El presidente de la junta de Andalucía estuvo ayer en Málaga. Y lo hizo flanqueado por Miguel Ángel Heredia, secretario general de los socialistas malagueños y Rafael Fuentes, el portavoz del PSOE en el ayuntamiento de la capital. Este último estuvo muy bien, incluso brillante. Desgranó de forma minuciosa y concreta todos los fracasos del ayuntamiento pepesino de nuestra capital, incidiendo por ejemplo, en que somo el segundo ayuntamiento más endeudado de España sin tener proyectos municipales tan emblemáticos como otras grandes capitales, o que la partida presupuestaria de los cargos de confianza del ayuntamiento(los nombrados a dedo) aumenta un 44% cuando la inversión disminuye un veintipico.

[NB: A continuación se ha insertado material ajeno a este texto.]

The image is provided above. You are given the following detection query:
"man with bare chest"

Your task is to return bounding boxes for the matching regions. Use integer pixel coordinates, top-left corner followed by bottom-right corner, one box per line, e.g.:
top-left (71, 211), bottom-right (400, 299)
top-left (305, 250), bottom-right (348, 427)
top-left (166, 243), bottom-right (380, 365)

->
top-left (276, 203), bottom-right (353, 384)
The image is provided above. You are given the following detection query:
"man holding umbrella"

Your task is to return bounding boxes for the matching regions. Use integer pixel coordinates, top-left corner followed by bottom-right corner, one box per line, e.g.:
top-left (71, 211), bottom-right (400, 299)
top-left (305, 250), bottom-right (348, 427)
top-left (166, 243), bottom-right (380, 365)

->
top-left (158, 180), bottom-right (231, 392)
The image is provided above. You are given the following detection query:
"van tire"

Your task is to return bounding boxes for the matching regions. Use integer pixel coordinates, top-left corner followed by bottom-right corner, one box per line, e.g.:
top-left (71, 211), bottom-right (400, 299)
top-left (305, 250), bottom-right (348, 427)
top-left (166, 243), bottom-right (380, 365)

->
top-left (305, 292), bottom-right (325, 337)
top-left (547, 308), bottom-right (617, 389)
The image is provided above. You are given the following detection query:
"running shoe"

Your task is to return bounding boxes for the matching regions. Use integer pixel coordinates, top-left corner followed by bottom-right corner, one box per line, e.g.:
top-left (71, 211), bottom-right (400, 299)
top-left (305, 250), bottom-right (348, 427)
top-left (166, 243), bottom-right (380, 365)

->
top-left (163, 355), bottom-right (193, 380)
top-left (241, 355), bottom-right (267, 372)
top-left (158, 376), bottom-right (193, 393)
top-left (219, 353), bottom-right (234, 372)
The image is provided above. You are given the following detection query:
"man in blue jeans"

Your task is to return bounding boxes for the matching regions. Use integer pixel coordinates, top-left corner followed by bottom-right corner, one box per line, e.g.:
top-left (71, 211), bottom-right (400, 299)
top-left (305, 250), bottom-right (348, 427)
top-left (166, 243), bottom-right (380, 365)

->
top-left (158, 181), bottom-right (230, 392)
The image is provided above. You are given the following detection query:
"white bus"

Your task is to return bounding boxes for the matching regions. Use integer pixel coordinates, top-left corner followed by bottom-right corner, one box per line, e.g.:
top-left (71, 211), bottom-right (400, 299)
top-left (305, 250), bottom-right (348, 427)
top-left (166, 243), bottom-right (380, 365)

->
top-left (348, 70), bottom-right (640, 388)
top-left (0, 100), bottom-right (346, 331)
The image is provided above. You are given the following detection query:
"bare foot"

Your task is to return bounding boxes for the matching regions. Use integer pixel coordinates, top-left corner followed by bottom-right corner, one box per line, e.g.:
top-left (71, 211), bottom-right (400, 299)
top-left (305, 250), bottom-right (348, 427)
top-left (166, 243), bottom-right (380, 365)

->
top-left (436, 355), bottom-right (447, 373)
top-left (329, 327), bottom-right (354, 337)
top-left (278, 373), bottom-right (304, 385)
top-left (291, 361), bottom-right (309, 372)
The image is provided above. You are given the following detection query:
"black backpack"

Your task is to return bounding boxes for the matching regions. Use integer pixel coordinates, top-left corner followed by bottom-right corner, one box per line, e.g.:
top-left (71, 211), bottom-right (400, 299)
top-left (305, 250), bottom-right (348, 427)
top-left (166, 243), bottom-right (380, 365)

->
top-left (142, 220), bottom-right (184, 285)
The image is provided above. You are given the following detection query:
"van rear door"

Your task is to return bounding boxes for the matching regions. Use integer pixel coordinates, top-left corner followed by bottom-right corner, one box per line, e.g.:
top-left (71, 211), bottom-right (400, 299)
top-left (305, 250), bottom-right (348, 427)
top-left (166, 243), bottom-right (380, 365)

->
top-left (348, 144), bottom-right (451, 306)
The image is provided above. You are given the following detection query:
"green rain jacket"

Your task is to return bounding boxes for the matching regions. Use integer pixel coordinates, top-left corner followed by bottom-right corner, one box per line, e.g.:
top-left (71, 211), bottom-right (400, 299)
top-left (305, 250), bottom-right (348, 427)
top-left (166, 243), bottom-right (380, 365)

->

Junto con Miguel Ángel hicieron hincapié en que las grandes inversiones y proyectos que van a lanzar a Málaga como una gran capital del siglo XXI, vienen de administraciones socialistas (central y autonómica). Aeropuerto, segunda ronda, el metro son claros ejemplos.
El presidente Griñán hizo un gran discurso basado en la pedagogía. Pedagogía socialista. La patria del socialismo es la igualdad. Y para ello lo más importante es, en primer lugar la educación, y la sanidad y los servicios sociales.
Y estoy totalmente de acuerdo, sólo una apuesta decidida por una educación pública de calidad hará avanzar a nuestro país.
Si la educación se dejara en manos privadas, evidentemente estos seleccionarían a los ricos o los brillantes. Si la sanidad se dejara en manos privadas estas empresas seleccionarían como clientes a los ricos y sanos.
Evidentemente la derecha no estará de acuerdo con estas afirmaciones, y harán otras muy válidas y creíbles para ellos. Y es que todo depende del cristal con que se mire. Aunque no se puede negar que el cristal de mi relato es uno muy claro.